University of Essex
Fans of ASMR videos are more likely to be sensitive to their surroundings and feelings, University of Essex research has revealed. ASMR, which stands for Autonomous Sensory Meridian Response, has swept the internet with millions watching viral clips of whispered voices, delicate hand movements or tapping. Mysteriously only some people feel this relaxing tingling sensation that spreads down the spine.
Dr. Giulia Poerio, from the Department of Psychology, has discovered those who feel it are hypersensitive to the world around them. The research published in The Journal of Research in Personality uncovered that they are more bothered by noise and movement and are easily overstimulated. They are also more attuned to their bodily sensations such as noticing physical changes when experiencing emotions.
Dr. Poerio said: “It really is a double-edged sword. Highly sensitive people may be able to experience intensely pleasurable feelings like ASMR but this high sensitivity also has downsides.”

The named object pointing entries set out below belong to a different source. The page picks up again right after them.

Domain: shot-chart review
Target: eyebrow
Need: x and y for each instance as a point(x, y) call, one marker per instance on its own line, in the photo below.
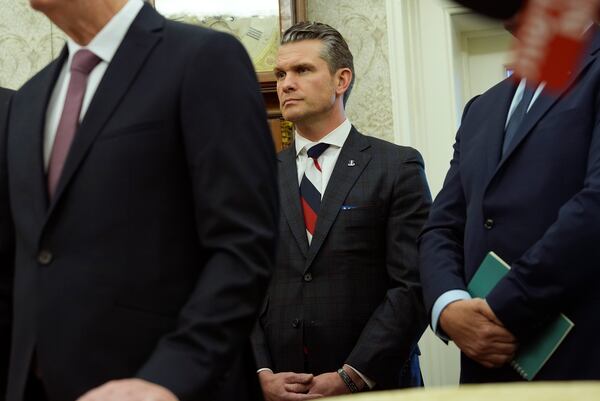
point(308, 66)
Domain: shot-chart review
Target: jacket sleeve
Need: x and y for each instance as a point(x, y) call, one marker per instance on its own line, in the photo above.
point(398, 322)
point(231, 162)
point(538, 285)
point(441, 257)
point(259, 343)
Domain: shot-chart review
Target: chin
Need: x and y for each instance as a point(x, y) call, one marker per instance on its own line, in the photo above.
point(42, 5)
point(291, 116)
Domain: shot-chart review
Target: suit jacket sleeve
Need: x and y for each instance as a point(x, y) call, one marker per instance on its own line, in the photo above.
point(551, 273)
point(231, 159)
point(259, 344)
point(441, 257)
point(397, 324)
point(6, 248)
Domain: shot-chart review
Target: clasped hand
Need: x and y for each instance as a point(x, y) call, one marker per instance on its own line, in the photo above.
point(476, 330)
point(290, 386)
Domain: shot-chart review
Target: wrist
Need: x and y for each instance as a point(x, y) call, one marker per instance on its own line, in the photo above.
point(358, 381)
point(349, 384)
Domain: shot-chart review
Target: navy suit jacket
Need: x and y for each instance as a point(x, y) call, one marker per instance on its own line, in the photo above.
point(153, 256)
point(538, 207)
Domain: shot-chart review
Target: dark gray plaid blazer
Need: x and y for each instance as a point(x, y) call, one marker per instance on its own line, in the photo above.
point(354, 295)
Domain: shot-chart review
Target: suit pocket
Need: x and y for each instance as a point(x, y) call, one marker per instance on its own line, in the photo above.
point(147, 127)
point(357, 216)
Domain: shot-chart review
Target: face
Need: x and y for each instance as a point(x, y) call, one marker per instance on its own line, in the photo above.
point(305, 86)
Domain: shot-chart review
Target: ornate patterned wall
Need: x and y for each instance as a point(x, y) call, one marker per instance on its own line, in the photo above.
point(27, 42)
point(363, 24)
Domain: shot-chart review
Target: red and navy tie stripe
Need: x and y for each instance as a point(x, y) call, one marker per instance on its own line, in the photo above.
point(310, 195)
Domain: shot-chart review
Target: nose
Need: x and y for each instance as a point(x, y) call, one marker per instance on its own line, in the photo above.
point(288, 83)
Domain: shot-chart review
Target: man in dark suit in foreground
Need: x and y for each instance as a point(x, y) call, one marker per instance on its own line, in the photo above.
point(344, 310)
point(6, 254)
point(143, 190)
point(524, 182)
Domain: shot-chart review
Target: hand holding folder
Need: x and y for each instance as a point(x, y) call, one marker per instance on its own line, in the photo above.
point(532, 355)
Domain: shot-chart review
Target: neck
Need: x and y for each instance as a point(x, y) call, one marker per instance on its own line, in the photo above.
point(82, 20)
point(316, 130)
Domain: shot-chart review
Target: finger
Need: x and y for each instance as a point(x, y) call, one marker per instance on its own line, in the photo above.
point(300, 397)
point(302, 378)
point(495, 360)
point(486, 311)
point(296, 387)
point(491, 332)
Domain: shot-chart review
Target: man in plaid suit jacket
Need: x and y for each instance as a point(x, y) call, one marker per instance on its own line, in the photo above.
point(344, 310)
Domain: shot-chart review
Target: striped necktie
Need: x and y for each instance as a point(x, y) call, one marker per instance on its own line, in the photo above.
point(310, 189)
point(517, 117)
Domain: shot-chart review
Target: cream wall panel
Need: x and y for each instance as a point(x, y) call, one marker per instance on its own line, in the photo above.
point(26, 42)
point(363, 23)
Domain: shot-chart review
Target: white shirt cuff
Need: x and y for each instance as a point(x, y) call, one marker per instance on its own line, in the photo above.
point(444, 300)
point(368, 381)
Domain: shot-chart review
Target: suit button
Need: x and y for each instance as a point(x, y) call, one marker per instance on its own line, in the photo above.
point(44, 257)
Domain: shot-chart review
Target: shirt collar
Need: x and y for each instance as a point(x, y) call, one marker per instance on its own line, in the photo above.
point(336, 138)
point(107, 41)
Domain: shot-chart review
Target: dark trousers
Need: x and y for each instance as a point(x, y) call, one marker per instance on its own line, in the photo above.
point(34, 391)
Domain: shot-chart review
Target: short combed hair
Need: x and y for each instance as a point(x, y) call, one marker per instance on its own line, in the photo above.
point(335, 49)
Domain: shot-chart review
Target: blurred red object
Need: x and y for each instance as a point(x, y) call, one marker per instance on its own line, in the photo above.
point(552, 39)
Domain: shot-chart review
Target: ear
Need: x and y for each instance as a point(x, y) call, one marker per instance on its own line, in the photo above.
point(343, 78)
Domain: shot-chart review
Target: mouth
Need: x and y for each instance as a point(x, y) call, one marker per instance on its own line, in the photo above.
point(290, 101)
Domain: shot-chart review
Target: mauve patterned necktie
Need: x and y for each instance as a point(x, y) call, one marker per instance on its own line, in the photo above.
point(83, 63)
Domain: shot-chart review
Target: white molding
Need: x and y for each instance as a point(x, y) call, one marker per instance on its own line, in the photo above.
point(405, 65)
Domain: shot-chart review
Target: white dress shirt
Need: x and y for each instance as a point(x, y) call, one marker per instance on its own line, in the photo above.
point(457, 295)
point(335, 139)
point(104, 45)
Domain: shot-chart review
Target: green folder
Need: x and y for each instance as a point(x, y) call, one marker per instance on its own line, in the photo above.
point(532, 355)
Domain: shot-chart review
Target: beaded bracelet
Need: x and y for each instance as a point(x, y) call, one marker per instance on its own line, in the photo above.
point(348, 381)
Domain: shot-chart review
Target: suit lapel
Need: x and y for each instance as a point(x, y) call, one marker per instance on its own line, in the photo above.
point(121, 72)
point(35, 130)
point(545, 102)
point(341, 182)
point(290, 197)
point(494, 130)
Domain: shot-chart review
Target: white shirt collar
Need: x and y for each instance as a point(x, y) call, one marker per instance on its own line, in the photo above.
point(107, 41)
point(337, 137)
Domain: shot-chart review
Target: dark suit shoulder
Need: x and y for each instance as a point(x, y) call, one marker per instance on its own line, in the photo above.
point(198, 37)
point(5, 94)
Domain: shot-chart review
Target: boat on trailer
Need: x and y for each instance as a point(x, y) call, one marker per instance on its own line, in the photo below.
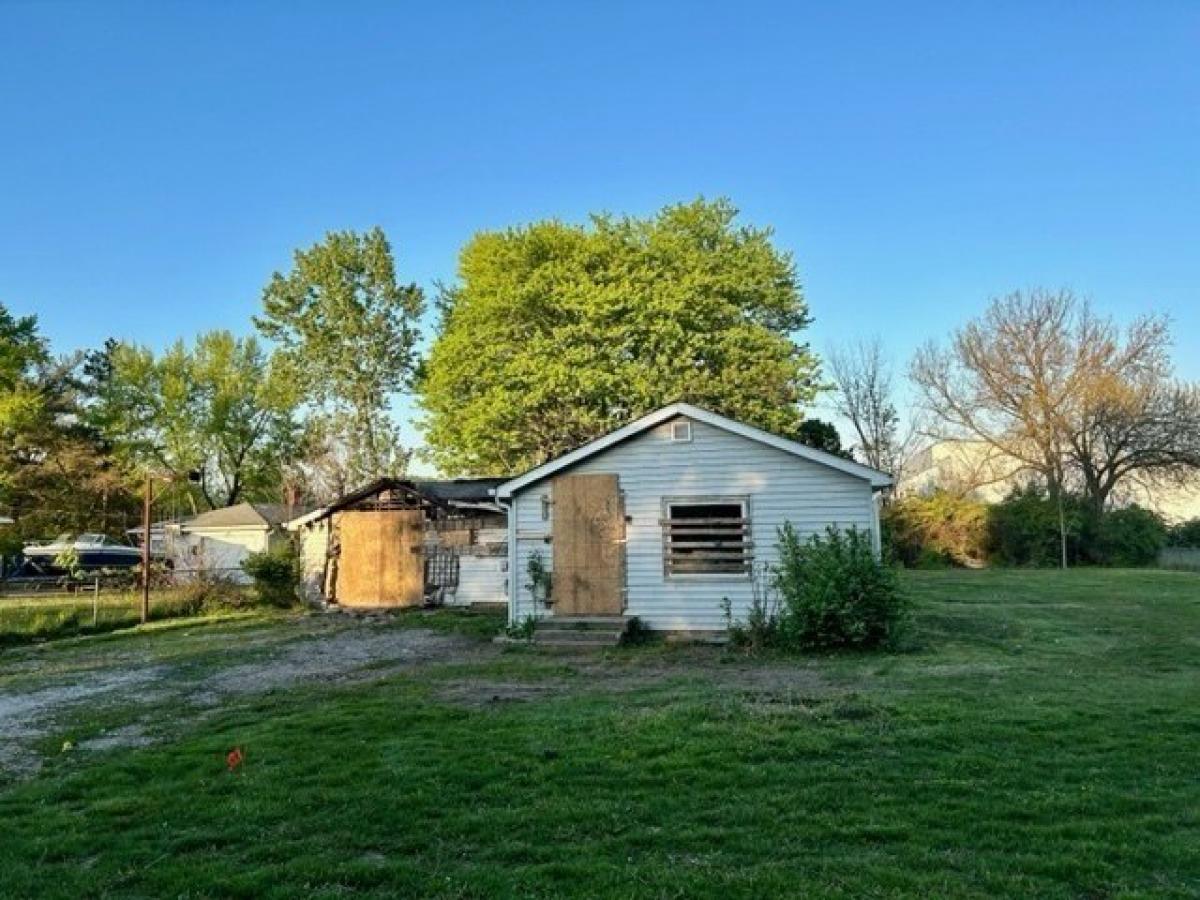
point(93, 552)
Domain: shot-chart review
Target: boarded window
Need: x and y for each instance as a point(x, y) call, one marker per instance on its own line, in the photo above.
point(707, 538)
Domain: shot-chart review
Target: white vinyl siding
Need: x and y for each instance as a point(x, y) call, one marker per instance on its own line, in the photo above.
point(777, 486)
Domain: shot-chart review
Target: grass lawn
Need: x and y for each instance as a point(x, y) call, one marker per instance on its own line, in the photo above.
point(25, 619)
point(1038, 736)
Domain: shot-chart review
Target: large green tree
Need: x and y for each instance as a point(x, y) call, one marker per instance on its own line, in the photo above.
point(222, 407)
point(556, 334)
point(55, 472)
point(23, 351)
point(348, 330)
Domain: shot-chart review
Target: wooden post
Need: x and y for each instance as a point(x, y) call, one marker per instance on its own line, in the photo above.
point(145, 550)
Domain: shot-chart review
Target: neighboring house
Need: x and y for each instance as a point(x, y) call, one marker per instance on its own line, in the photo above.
point(401, 541)
point(972, 468)
point(672, 519)
point(220, 540)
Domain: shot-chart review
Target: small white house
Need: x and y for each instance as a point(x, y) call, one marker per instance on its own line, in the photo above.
point(672, 519)
point(221, 539)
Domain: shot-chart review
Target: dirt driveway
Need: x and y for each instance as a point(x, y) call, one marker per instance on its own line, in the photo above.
point(121, 681)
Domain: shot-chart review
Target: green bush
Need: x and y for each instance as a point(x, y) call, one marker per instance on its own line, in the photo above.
point(1185, 534)
point(205, 592)
point(276, 575)
point(936, 531)
point(834, 592)
point(1131, 535)
point(1024, 528)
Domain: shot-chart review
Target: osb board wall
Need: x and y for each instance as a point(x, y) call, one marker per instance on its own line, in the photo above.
point(381, 562)
point(588, 545)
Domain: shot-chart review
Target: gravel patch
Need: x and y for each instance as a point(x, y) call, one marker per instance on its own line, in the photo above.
point(330, 652)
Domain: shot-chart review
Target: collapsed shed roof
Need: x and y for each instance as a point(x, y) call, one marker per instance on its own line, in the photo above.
point(448, 493)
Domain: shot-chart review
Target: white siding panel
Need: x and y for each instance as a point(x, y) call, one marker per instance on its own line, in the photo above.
point(780, 489)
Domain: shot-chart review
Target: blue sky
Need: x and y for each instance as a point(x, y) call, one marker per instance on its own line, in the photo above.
point(159, 161)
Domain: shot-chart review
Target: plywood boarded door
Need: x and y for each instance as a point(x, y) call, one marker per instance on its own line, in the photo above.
point(381, 562)
point(588, 539)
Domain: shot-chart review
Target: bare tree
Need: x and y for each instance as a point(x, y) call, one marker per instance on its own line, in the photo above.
point(1066, 394)
point(864, 396)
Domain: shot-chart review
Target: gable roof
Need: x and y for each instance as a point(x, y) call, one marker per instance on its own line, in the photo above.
point(874, 477)
point(243, 515)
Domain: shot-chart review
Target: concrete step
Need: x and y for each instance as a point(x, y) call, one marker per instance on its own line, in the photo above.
point(582, 623)
point(576, 639)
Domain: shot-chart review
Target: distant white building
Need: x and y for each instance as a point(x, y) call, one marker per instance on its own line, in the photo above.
point(221, 539)
point(973, 468)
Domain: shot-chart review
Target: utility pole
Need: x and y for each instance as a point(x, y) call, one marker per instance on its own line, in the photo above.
point(145, 547)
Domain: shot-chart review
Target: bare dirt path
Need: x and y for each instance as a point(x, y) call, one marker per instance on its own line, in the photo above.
point(41, 688)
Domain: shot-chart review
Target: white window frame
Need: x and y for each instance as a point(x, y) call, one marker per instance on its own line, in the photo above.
point(675, 437)
point(705, 501)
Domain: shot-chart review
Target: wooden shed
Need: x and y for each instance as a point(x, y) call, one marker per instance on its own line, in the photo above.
point(401, 543)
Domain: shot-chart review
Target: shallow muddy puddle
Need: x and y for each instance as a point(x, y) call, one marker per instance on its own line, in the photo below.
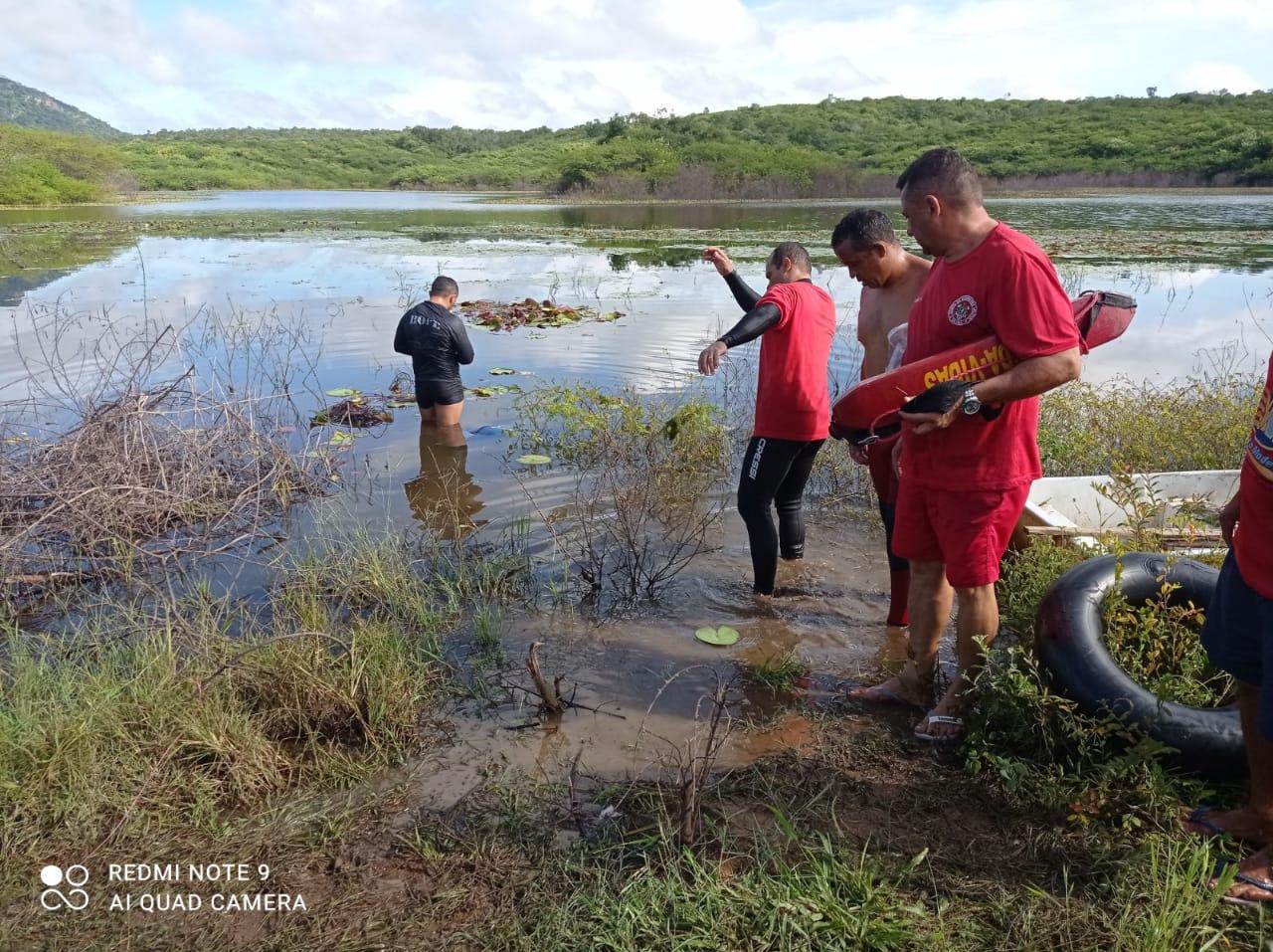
point(652, 683)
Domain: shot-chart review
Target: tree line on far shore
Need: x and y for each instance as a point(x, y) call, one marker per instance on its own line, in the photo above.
point(836, 148)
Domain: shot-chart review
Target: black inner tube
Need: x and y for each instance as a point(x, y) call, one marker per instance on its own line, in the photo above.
point(1069, 641)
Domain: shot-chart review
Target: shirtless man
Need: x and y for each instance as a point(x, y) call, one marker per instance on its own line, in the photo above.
point(891, 278)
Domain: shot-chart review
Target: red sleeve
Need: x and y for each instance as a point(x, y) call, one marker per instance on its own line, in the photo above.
point(1035, 317)
point(782, 296)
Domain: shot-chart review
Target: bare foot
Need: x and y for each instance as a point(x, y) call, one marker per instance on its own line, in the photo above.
point(1244, 824)
point(903, 688)
point(1253, 886)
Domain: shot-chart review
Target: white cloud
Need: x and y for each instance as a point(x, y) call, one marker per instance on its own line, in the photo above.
point(1207, 77)
point(527, 63)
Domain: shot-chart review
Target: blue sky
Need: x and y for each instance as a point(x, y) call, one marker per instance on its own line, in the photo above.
point(512, 64)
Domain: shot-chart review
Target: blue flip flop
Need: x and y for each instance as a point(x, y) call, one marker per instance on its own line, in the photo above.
point(1263, 884)
point(949, 720)
point(1198, 818)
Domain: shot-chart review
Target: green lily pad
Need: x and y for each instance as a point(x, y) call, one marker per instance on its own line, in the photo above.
point(494, 391)
point(722, 637)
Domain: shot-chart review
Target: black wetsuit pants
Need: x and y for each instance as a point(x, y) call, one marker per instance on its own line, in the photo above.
point(774, 473)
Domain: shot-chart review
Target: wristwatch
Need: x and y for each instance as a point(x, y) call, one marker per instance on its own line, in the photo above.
point(971, 405)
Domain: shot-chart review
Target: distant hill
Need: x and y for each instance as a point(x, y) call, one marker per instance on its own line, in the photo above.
point(835, 148)
point(23, 105)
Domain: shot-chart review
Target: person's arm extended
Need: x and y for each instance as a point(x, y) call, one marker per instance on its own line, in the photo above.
point(400, 344)
point(741, 290)
point(754, 323)
point(463, 346)
point(1031, 377)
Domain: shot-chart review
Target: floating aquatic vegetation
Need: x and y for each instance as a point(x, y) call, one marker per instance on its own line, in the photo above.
point(721, 637)
point(355, 411)
point(494, 315)
point(494, 391)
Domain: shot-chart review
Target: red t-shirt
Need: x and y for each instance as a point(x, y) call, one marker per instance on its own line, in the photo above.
point(792, 397)
point(1253, 543)
point(1005, 286)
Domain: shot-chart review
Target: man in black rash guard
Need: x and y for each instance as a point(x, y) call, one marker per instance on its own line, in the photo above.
point(437, 344)
point(796, 322)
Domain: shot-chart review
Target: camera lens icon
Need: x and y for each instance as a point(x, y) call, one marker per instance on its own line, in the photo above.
point(53, 897)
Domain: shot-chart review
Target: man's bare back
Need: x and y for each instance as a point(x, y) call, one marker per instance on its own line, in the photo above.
point(885, 308)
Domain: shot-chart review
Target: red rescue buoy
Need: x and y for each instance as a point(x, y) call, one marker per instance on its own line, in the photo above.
point(868, 410)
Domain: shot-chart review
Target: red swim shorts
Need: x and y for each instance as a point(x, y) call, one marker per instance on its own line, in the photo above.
point(967, 531)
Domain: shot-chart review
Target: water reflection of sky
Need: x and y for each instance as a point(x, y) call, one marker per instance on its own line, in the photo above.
point(353, 289)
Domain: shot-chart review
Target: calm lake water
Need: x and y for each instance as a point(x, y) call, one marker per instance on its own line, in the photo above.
point(345, 265)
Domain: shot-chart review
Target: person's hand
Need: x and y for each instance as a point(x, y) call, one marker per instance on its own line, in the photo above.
point(1228, 520)
point(717, 256)
point(710, 358)
point(927, 423)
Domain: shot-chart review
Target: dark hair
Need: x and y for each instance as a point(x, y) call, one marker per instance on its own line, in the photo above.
point(945, 173)
point(863, 228)
point(444, 286)
point(796, 252)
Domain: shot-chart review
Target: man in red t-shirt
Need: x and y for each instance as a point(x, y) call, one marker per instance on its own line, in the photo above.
point(1239, 639)
point(965, 474)
point(794, 404)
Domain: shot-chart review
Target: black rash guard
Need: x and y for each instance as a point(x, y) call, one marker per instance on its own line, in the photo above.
point(436, 341)
point(756, 321)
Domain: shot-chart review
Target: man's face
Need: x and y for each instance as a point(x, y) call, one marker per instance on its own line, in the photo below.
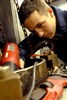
point(42, 25)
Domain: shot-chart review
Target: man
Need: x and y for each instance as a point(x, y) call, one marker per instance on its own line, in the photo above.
point(44, 23)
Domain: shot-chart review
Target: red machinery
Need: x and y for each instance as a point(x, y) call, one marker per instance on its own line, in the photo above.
point(52, 89)
point(10, 56)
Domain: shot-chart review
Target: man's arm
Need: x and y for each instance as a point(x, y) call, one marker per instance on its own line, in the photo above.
point(25, 49)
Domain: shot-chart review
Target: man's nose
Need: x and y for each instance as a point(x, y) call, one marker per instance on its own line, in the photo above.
point(39, 32)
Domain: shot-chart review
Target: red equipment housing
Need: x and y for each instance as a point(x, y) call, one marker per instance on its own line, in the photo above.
point(10, 55)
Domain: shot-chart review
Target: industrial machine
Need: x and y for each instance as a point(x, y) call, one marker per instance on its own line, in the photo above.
point(28, 83)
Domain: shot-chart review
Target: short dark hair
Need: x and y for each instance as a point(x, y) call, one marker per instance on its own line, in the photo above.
point(29, 6)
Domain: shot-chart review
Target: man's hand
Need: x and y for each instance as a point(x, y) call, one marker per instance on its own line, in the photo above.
point(21, 62)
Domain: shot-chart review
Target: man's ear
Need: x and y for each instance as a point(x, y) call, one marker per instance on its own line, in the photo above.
point(50, 11)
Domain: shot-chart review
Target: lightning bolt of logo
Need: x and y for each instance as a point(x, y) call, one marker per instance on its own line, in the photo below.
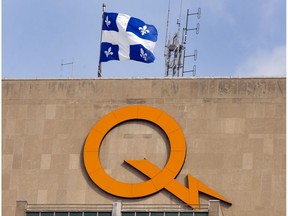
point(189, 195)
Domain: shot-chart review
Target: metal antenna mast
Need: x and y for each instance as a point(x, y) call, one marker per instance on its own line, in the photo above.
point(185, 31)
point(175, 52)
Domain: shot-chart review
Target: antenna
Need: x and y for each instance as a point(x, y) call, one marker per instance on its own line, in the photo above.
point(184, 39)
point(175, 52)
point(68, 63)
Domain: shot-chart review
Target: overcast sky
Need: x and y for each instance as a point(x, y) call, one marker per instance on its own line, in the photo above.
point(237, 38)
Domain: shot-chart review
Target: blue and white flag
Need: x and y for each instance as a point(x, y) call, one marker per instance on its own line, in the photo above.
point(125, 37)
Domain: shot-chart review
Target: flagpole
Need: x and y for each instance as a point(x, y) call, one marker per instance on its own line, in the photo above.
point(100, 65)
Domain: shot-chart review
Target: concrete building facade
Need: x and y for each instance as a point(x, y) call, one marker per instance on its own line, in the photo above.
point(234, 130)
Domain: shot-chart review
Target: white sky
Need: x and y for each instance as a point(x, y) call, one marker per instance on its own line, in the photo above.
point(237, 38)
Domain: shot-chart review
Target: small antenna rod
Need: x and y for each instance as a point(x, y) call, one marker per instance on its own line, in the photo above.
point(168, 17)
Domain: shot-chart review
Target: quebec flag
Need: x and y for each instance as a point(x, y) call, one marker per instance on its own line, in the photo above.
point(125, 37)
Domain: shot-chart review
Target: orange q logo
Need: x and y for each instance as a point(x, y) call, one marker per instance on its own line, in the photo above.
point(159, 179)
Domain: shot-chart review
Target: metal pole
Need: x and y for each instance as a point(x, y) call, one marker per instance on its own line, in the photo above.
point(100, 65)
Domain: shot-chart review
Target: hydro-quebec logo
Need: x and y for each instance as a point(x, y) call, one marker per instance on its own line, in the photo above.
point(158, 179)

“For example, the noise of a pen clicking or someone chewing gum could set off a negative reaction, which others would simply ignore.” More than 500 participants were recruited for the study and assessed for ASMR experience and measured for sensory sensitivity.
Dr. Poerio now hopes to build on the findings with a view to explain how and why intensely positive emotions are experienced -which may lead to new therapeutic techniques.
“We know much less about positive emotions compared to negative ones, especially when considering complex emotional experiences like ASMR,” added Dr. Poerio, “I’m interested in trying to understand these under-researched emotions so that we might find ways of enhancing them in people’s everyday lives.”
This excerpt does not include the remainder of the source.